Graduate Courses, Summer 2002


English 579:  Woman as Hero
Professor Harriet Malinowitz

The concept of the "heroic" traditionally contains the assumption that the hero is male.  Heroism is a public act, requiring agency in the public world, while the concept of the "heroine" is a diminutive one, in that the heroine exists only by virtue of her relationship to the hero.  Unlike a "heroine," a female "hero" (or, as Maya Angelou has put it, "shero") is often unrecognizable within the conventions of patriarchal ideology upon which heroic idealism is based.  This course will suggest titleernative ways of reading classic texts and will also consider more contemporary texts as we attempt to identify and explore female heroism in myth, fiction, theory, memoir, and film.  From the myth of Amor and Psyche to Thelma and Louise, we will examine archetypes of the woman hero who embarks on a journey (either literal or figurative), challenges the established order, and creates new possibilities of community, wholeness, and selfhood.

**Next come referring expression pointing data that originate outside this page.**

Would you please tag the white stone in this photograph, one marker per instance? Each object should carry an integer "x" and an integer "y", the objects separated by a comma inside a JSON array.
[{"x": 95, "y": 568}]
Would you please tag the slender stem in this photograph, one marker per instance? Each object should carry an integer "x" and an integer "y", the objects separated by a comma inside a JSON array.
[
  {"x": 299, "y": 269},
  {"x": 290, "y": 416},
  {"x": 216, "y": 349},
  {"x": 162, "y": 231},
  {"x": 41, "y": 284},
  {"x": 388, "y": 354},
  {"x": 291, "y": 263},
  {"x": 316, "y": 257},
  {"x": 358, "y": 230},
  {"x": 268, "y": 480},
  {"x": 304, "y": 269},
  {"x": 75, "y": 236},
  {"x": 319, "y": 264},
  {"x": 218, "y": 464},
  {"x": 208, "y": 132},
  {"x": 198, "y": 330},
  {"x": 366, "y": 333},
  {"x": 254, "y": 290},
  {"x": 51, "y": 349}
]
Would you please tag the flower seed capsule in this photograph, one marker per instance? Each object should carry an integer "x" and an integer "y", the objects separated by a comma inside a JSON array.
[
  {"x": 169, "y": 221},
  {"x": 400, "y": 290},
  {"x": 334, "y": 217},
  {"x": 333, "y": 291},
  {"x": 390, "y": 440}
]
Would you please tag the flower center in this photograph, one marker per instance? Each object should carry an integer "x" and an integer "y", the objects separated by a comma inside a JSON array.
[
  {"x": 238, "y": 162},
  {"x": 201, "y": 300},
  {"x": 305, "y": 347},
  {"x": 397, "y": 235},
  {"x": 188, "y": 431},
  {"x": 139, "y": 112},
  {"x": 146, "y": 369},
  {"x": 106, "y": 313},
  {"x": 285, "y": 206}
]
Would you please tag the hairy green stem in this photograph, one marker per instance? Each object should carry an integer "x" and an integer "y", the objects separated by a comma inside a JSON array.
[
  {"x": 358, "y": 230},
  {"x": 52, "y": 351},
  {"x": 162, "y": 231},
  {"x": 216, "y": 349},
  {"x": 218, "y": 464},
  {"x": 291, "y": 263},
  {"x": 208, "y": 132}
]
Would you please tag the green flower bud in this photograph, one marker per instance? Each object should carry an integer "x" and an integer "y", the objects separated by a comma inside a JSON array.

English 624:  Hemingway, Fitzgerald & the 1920s
Professor Howard Silverstein

Through an examination of their lives and selected works, this course will assess Hemingway and Fitzgerald's contribution to Modernism, their embodiment of the cultural highlights that mark the 1920s (the Expatriate Movement in Paris, Prohibition, flappers), and the influence they had on later writers.  The major texts of the course will include The Sun Also Rises, A Farewell to Arms, The Great Gatsby, and Tender is the Night.  Attention will also be given to the shorter fiction of these writers.  Students will be assigned several critical papers as well as an oral presentation.